Pediatric Unilateral Coronal Synostosis

What is Pediatric Unilateral Coronal Synostosis?

Unilateral coronal craniosynostosis causes about 15% of all isolated craniosynostosis cases. Unlike sagittal and metopic suture craniosynostosis where the changes in the head shape are symmetric, closure of one coronal suture creates a significant uneven appearance to the skull and face.

These patients have flat foreheads and raised eye sockets on the side of the closed coronal suture. On the side with the open coronal suture, their forehead is fuller and the eye socket is vertically shorter. This uneven appearance is the result of constricted growth on one side and compensatory growth on the other.

The role of strip craniectomy and using a postoperative helmet in these patients is not yet clear, although we do occasionally offer this on a case-by-case basis. The mainstay of treatment in these patients has been an open cranial vault remodeling with a fronto-orbital advancement. This allows the surgeon to over correct the closed side and reshape the eye socket to allow the patient to “grow into” the correction.

How is Pediatric Unilateral Coronal Synostosis treated?

There has been greater interest in using extended strip craniectomy with post-operative helmeting in these patients. We feel that this approach will often undercorrect the abnormal contour of the eye socket and forehead when compared to the degree of improvement seen in open cranial vault procedures. We still use this approach, though not as frequently.

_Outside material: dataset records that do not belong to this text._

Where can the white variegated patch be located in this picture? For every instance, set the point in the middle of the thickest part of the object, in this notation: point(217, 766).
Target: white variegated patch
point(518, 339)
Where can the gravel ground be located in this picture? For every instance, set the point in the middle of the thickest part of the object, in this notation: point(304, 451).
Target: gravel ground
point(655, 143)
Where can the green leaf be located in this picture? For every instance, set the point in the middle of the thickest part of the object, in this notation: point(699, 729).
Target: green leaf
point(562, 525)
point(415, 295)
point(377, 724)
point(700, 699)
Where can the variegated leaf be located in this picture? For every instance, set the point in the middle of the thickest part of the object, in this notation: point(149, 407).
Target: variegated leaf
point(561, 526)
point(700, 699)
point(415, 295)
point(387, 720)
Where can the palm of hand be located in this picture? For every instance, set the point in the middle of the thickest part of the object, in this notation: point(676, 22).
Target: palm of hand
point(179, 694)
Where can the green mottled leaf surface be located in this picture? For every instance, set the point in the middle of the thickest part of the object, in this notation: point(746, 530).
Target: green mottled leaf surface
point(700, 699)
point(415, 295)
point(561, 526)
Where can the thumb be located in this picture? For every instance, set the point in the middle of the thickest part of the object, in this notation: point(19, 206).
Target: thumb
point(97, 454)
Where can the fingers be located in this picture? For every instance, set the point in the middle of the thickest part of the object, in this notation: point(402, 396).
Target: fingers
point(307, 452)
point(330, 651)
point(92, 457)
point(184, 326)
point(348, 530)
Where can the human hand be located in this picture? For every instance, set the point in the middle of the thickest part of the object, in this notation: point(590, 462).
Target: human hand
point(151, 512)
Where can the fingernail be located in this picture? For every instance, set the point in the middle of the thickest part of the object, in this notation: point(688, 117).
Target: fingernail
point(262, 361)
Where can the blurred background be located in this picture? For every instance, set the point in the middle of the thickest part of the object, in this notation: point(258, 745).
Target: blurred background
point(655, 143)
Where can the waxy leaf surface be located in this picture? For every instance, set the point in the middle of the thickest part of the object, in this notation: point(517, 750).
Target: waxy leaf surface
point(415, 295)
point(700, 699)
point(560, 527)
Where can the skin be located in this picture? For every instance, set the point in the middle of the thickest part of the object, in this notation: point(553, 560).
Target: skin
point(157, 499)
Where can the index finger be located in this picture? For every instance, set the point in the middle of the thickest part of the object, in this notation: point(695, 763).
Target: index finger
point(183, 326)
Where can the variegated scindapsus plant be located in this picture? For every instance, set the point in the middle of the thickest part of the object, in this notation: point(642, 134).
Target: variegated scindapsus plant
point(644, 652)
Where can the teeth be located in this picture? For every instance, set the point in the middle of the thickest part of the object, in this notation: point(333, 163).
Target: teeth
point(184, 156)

For the majority of our patients we use fronto-orbital advancement to increase the volume inside the skull and overcorrect the position of the forehead and eye socket, placing these bones as far forward as possible. The goal is to overcorrect the position of the forehead and eye socket as much as possible because the bones will not move forward because of the closed coronal suture. So we overcorrect and allow the child to grow into the correction so they will achieve a normal skull shape as they approach completion of the skulls growth which is over 90% grown by age 5.